他很好奇,兩個人之間到底發生過什麼,值得如此苦大仇深。不過,這些不是他操心的事情,他把該說的話說到,該怎麼做就看阮臨熙自己了。
……
晚上,阮臨熙看到寶媽再度將端給葉紫的食物原封不動地端下來時,說道:「寶媽,給我吧,我去勸勸她。」
「少爺,你可要好好開導一下阿紫,這孩子心事太重。」
「嗯,我知道。」
葉紫正在窩在床頭看書,看到他進來,冷淡地說:「我真的吃不下,吃了也是吐出來。你端回去吧,省得浪費。」
阮臨熙不理會,在她面前坐下,「張嘴。」聲音輕淡,卻不容置疑。
葉紫沒辦法,只能乖乖張嘴,她知道現在反抗他的後果。結果自然和上次一樣,不到幾口她便跑到衛生間哇哇吐起來。

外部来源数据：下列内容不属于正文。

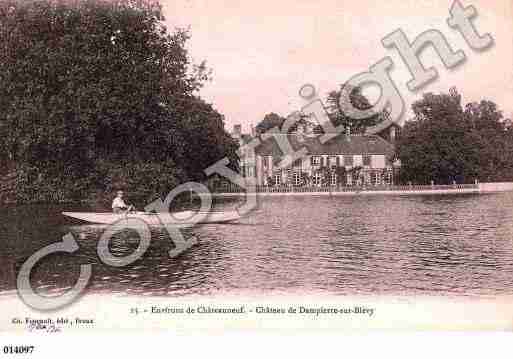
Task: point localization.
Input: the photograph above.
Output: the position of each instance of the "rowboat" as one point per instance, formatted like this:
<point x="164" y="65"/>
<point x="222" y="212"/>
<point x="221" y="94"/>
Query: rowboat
<point x="184" y="217"/>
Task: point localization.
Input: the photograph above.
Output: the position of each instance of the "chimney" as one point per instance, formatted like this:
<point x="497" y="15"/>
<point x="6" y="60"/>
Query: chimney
<point x="237" y="131"/>
<point x="392" y="133"/>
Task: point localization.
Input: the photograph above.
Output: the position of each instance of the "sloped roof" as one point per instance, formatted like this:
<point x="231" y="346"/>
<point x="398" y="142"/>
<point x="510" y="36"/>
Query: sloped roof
<point x="342" y="144"/>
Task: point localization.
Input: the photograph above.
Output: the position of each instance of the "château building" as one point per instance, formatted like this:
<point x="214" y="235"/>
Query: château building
<point x="345" y="160"/>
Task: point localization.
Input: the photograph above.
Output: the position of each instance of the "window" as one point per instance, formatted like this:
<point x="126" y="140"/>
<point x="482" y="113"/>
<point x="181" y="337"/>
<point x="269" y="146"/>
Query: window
<point x="389" y="177"/>
<point x="348" y="161"/>
<point x="277" y="179"/>
<point x="375" y="178"/>
<point x="349" y="179"/>
<point x="333" y="179"/>
<point x="367" y="161"/>
<point x="317" y="179"/>
<point x="297" y="179"/>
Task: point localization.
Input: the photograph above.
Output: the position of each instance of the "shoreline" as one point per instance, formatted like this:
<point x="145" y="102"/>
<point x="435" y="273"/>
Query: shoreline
<point x="481" y="188"/>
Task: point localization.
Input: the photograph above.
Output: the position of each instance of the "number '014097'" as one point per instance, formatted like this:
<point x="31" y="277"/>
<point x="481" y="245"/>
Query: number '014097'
<point x="18" y="349"/>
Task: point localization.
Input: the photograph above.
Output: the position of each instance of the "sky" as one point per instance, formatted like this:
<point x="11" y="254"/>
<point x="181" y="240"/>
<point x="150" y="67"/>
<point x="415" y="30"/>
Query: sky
<point x="263" y="52"/>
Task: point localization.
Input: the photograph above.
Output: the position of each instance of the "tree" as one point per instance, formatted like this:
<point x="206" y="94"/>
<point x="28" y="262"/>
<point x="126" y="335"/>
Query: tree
<point x="89" y="85"/>
<point x="445" y="143"/>
<point x="271" y="120"/>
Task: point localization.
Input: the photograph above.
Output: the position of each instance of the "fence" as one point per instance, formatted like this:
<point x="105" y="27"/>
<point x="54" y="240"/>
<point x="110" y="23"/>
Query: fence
<point x="340" y="189"/>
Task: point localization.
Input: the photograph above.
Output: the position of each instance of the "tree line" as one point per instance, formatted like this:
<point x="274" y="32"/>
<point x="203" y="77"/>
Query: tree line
<point x="99" y="95"/>
<point x="444" y="142"/>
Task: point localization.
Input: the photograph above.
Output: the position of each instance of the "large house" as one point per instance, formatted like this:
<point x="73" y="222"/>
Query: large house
<point x="345" y="160"/>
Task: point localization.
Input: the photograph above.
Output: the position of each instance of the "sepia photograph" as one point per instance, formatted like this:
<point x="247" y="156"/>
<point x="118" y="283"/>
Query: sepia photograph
<point x="214" y="166"/>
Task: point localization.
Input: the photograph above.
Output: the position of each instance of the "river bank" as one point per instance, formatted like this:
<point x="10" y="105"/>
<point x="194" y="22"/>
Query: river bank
<point x="480" y="188"/>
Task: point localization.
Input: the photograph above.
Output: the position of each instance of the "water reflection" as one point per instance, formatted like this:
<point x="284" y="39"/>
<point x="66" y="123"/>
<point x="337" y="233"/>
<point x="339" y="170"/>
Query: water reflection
<point x="362" y="245"/>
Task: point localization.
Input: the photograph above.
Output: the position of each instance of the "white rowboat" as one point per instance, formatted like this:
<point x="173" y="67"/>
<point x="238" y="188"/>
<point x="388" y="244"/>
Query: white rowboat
<point x="155" y="219"/>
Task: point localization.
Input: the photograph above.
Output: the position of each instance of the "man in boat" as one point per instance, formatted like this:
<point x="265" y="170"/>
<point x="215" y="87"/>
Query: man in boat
<point x="119" y="205"/>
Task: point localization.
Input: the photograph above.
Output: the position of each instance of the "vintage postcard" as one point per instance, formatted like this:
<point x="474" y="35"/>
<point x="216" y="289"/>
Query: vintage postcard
<point x="210" y="166"/>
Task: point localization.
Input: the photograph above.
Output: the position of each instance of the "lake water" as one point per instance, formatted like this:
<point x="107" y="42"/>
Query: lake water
<point x="424" y="245"/>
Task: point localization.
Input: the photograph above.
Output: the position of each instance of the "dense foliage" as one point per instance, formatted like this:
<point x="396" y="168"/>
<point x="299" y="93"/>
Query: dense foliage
<point x="98" y="95"/>
<point x="358" y="101"/>
<point x="446" y="143"/>
<point x="335" y="114"/>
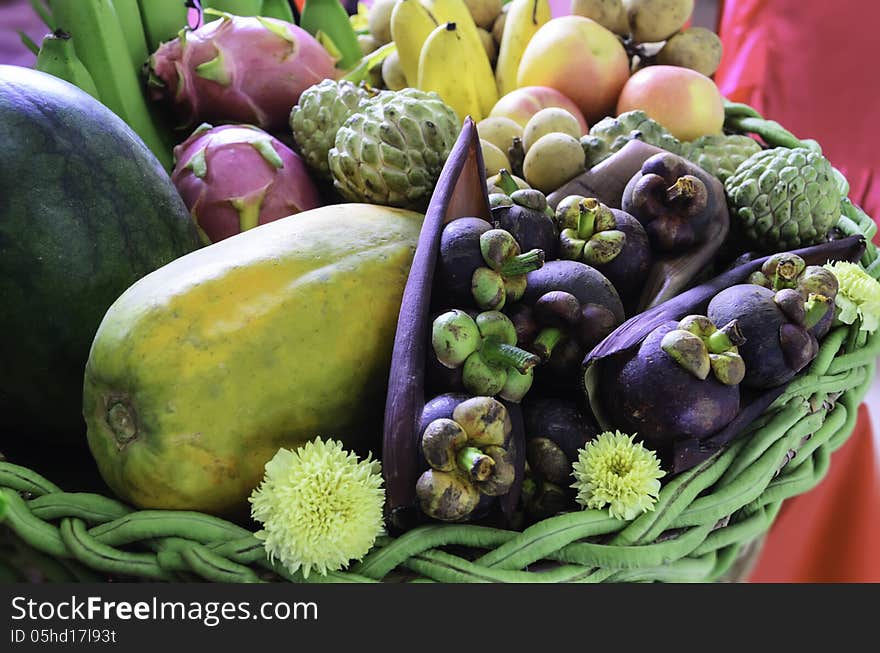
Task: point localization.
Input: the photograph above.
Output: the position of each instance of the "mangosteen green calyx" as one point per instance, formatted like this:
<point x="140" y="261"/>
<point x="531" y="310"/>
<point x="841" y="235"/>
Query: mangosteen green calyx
<point x="671" y="202"/>
<point x="784" y="198"/>
<point x="468" y="458"/>
<point x="817" y="286"/>
<point x="778" y="326"/>
<point x="485" y="348"/>
<point x="610" y="240"/>
<point x="526" y="215"/>
<point x="680" y="383"/>
<point x="482" y="265"/>
<point x="567" y="309"/>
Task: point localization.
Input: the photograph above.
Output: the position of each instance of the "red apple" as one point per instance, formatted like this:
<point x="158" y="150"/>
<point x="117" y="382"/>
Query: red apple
<point x="684" y="101"/>
<point x="521" y="104"/>
<point x="579" y="58"/>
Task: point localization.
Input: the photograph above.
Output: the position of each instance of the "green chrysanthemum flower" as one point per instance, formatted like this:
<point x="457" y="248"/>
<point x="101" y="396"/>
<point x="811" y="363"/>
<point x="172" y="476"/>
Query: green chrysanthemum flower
<point x="614" y="470"/>
<point x="858" y="296"/>
<point x="320" y="507"/>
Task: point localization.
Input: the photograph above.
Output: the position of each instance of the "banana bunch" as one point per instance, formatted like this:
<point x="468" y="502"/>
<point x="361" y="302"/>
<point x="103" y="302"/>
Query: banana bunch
<point x="101" y="46"/>
<point x="440" y="50"/>
<point x="524" y="18"/>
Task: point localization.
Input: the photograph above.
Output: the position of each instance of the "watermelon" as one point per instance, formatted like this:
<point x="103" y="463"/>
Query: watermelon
<point x="85" y="211"/>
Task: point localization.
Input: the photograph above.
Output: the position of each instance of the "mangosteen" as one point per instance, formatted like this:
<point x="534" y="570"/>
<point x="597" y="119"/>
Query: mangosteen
<point x="484" y="349"/>
<point x="569" y="307"/>
<point x="555" y="429"/>
<point x="481" y="265"/>
<point x="610" y="240"/>
<point x="777" y="327"/>
<point x="469" y="458"/>
<point x="527" y="216"/>
<point x="817" y="286"/>
<point x="669" y="198"/>
<point x="680" y="383"/>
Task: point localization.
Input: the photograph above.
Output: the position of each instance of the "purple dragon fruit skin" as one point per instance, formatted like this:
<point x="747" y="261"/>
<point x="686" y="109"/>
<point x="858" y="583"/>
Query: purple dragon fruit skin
<point x="235" y="177"/>
<point x="239" y="69"/>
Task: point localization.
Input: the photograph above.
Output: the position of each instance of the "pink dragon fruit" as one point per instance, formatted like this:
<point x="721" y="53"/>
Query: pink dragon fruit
<point x="239" y="69"/>
<point x="235" y="177"/>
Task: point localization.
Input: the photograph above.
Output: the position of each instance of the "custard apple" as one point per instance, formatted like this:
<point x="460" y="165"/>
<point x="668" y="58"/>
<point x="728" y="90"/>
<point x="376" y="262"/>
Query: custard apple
<point x="610" y="134"/>
<point x="784" y="198"/>
<point x="391" y="150"/>
<point x="319" y="114"/>
<point x="720" y="155"/>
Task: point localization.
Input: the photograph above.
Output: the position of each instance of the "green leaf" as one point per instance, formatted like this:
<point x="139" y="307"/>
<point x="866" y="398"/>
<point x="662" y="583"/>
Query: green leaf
<point x="42" y="11"/>
<point x="361" y="71"/>
<point x="28" y="42"/>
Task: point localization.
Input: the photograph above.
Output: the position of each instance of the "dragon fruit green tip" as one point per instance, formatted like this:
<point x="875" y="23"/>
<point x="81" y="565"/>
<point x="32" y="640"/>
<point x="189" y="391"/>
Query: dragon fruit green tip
<point x="238" y="69"/>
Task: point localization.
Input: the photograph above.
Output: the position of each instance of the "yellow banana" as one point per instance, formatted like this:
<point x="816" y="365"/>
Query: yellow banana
<point x="524" y="18"/>
<point x="57" y="57"/>
<point x="443" y="68"/>
<point x="411" y="24"/>
<point x="456" y="11"/>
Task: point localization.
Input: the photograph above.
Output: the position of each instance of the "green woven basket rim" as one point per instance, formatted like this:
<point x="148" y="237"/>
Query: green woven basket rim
<point x="703" y="522"/>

阮臨熙的神色漸漸凝重起來。起初,還以為她故意不吃惺惺作態,後來又想著她的情況過幾天就會好轉,現在看來,情況比他想的要嚴重很多。
想到白織橋白天對他說的話,他突然有些心慌。
死亡……
他從來沒把她和那個詞聯繫起來。
在他眼裡,她一直如同一隻打不死的小強,頑強地存在著。他沒有想過,她也有離開他的一天,不是一年三年,也不是五年十年,而是永永遠遠。

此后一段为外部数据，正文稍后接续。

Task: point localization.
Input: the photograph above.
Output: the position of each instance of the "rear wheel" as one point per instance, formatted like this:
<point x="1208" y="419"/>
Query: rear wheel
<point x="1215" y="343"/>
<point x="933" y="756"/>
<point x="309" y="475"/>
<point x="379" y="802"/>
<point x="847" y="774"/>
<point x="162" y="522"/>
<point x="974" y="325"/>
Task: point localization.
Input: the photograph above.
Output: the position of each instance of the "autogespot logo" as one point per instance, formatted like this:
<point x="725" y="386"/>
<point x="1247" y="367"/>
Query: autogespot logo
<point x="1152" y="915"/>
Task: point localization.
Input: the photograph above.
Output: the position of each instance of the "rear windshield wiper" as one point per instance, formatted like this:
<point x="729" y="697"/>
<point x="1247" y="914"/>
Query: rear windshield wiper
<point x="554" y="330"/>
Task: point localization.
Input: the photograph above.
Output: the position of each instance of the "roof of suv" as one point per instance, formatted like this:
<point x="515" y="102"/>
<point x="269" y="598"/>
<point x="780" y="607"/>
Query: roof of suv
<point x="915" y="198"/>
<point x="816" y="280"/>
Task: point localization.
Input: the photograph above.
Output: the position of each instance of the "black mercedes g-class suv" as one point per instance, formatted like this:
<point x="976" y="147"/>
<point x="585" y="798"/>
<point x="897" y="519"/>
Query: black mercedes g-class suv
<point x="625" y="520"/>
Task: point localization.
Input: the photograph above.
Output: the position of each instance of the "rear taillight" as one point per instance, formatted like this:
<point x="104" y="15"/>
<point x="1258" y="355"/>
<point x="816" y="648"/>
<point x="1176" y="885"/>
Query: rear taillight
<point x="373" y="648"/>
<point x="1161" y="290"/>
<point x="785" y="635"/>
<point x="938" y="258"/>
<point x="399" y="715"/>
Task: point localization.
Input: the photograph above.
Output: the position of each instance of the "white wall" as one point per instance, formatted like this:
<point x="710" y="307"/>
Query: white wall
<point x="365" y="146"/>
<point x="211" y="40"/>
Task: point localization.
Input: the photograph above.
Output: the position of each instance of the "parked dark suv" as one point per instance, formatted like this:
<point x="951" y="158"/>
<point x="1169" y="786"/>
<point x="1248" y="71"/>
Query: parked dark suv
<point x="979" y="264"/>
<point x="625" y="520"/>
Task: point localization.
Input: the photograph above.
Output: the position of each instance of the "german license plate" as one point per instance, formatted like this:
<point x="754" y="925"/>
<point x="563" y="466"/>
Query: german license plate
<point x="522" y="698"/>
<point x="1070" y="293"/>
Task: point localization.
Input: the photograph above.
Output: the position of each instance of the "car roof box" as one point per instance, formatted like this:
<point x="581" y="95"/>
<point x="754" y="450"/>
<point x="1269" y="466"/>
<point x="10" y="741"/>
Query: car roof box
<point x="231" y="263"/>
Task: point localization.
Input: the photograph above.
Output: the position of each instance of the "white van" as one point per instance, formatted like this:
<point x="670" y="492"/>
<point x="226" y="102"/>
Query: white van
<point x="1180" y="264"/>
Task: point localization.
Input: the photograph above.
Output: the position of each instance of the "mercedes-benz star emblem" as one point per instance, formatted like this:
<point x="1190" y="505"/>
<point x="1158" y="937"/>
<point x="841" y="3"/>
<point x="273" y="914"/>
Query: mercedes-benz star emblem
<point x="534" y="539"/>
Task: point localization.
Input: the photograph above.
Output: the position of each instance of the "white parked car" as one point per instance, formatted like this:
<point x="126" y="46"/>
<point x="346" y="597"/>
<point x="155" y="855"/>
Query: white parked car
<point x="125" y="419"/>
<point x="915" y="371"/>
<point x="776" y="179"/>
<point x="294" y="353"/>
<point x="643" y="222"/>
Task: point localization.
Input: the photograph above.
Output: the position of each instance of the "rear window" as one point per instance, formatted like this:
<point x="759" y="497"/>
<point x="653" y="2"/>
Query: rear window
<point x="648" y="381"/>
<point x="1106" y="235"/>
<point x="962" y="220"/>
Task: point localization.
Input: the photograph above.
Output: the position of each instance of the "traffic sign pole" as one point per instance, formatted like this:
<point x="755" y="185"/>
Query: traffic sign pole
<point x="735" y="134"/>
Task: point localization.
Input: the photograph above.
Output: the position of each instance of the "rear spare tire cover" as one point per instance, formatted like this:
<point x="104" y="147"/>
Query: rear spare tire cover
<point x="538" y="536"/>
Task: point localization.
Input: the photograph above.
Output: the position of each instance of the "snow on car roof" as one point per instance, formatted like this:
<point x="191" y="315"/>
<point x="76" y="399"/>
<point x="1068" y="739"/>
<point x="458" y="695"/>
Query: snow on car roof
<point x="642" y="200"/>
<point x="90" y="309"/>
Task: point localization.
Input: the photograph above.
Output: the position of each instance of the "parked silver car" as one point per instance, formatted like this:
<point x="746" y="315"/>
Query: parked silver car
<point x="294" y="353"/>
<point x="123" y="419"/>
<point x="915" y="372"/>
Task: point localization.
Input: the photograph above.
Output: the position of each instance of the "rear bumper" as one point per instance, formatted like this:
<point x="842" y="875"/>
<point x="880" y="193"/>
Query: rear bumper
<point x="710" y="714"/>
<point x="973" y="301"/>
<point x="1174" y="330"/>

遠到他再也沒有辦法強行留住她,這個認知讓他煩躁不安。
不一會兒,葉紫走回來坐下,淡聲說:「抱歉,我不是故意的。」
阮臨熙伸過手,想要撫摸她的頭,可是她卻嚇得往後瑟縮了一下,只是動作不明顯。
看到她這幅怯怯的樣子,阮臨熙忽然心有不忍,心裡不知道哪個地方,莫名地疼了一下,開口說話的聲音柔了許多:
「吃不下就不吃了,你想吃點什麼,我叫寶媽去做,做不了的就出去給你買。」
葉紫一怔,問道:「你是在關心我嗎?」
「我當然關心你,你是我唯一的牽掛了。」
聞言,葉紫有些意外,她沒想到他會這麼輕易說出這樣的話。
只是現在的她心灰意冷,再也不是以前那個動不動就感動到不行的小姑娘了,她緩緩搖頭,說:「不必這麼麻煩了,我什麼都吃不下,什麼都不想吃。」
阮臨熙嘴唇抿成一條直線,聲音冷硬地說:「如果你再這麼頑固,我就給叫織橋給你輸吊瓶了。」
葉紫聞言,嘴唇顫了顫,「不要輸液,我……我喝點燕麥粥吧。」
OOO
就這樣,也不知過了多久,一周或是一月,於她沒有分別。
白織橋每隔幾天就會來阮家一次,同時還帶著一名心理醫生。
葉紫知道,那是阮臨熙授意的,專門來開導她的。
不禁感到有些好笑,她沒病,她只是有些累而已。
有時候,她會赤著腳爬上冰涼的大理石窗台,頭髮已經長到腰,她看著自己的影子,覺得越來越陌生,默默流下眼淚。只是,她不知道自己為何而流淚,不知道為什麼會悲傷,她想不起來,她也曾是一名鮮活的少女。
飯依舊是吃不下,感到肚子空空,就拚命地喝水。
端起杯子的時候,手一滑,杯子墜落在地。
看著一地碎片,她突然就流下淚來,她好沒用,就連杯子都端不住。最近她真是太情緒化了,這點小事都令她生出幾分絕望的念頭。
意志瞬間薄弱起來,她覺得自己什麼都做不好,活著對她來說都是一種負擔。
她是以什麼身份住在這個莊園呢?
情婦?禁|臠?發洩工具?還是妓|女?
隨便哪一個,都不是她想要的。
為了一個芯片,她把自己弄成這幅樣子,這不是她想要的。
她只想離開這裡,不能離開這裡,只有用另一種方式解脫……
鬼使神差的,她撿起一塊地上的玻璃片,對著自己的左手手腕,狠狠劃了下去。
鮮血從切口中噴湧而出,看著觸目驚心的紅色,她生出幾分快意和釋然。